When developing a Bluetooth Low Energy peripheral, it’s often useful to have an app that can connect to and test the peripheral to ensure it’s working as expected. If, however, you don’t already have a companion app for the device, you’d either have to write one from scratch, or use an existing app, such as our flagship mobile app LightBlue® (available on Android and iOS).
LightBlue® allows you to connect to Bluetooth Low Energy devices, read and write to characteristics, subscribe to notifications, and a lot more. Though it’s a powerful tool, you’ll probably need a way to automate more complex tests for long-term development. This is a situation where we can leverage the rapid prototyping capabilities of Python and write a script that emulates a BLE client.

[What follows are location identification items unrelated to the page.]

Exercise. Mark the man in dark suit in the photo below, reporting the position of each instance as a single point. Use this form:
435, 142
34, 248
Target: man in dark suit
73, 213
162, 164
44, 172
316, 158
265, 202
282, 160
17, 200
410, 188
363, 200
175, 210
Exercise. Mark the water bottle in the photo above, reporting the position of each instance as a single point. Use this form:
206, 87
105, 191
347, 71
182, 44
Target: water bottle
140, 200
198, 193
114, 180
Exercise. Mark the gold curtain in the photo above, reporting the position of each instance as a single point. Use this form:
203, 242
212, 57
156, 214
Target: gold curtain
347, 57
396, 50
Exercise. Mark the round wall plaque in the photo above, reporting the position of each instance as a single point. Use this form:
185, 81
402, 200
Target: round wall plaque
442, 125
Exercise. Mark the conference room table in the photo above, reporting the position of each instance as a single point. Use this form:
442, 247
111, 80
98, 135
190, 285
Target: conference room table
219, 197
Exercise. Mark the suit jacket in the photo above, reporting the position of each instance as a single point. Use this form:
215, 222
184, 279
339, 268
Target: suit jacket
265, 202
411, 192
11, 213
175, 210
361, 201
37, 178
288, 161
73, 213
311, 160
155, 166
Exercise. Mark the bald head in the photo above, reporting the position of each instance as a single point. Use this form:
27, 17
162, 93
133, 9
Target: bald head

As luck would have it, we recently worked on a device that had a flaky BLE connection with its companion mobile app. We’ll break down how a Python script and Adafruit’s BluetoothLE library was used to test the robustness of the BLE connections, and figure out whether the source of the issue was the mobile app or the device itself.
The nice thing about Adafruit’s BluefruitLE library is that it works on both Linux and macOS. Under the hood, it uses BlueZ on Linux and CoreBluetooth on macOS, but it abstracts away all platform-specific BLE code behind the API. We should also note that this library does not support Windows. For Windows development, an alternative could be to use PyGatt with a BlueGiga dongle.